By Megan Bianco
Richard Linklater’s new dramedy, Where’d You Go, Bernadette?, is about a Pacific Northwest suburban housewife played by Cate Blanchett, who has a nervous breakdown and then intentionally disappears to rediscover who she is as a person. If this sounds familiar to you, it might be because it’s based on the best-selling 2012 novel of the same name by Maria Semple. Or it could be because this movie was actually filmed more than two years ago, with Annapurna Pictures and United Artists continually pushing back the release date until ultimately dumping it into the dead zone that is late August.
Now that audiences are finally getting a chance to see the mysteriously postponed feature, with the studios obviously not sure what to do with it, I can say that it’s not one of the worst films I’ve seen this year. But it is one of the more frustrating.
Where’d You Go, Bernadette? has a lot going on that might have been, interestingly enough, too much for Linklater. With characters that have extreme neuroses like Blanchett’s character has, there can be a fine line with them coming across as either relatable or very insufferable.
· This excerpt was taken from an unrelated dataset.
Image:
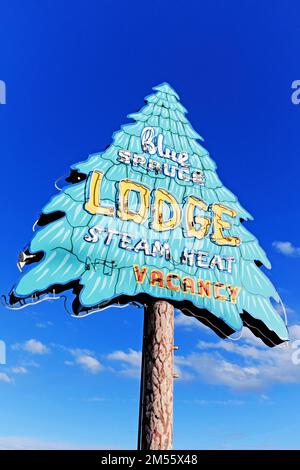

You really need a storyteller who knows how this type of personality and mental history operates, and I didn’t get that impression with anyone involved with the film or its script. Even worse, Bernadette isn’t even the most unlikable part of the movie. That would be Emma Nelson’s Bee, who is, unfortunately, the most recent manifestation of the “obnoxious, precocious, know-it-all kid.” For me, Where’d You Go, Bernadette? felt like watching a less disastrous repeat of Cameron Crowe’s Aloha (2015).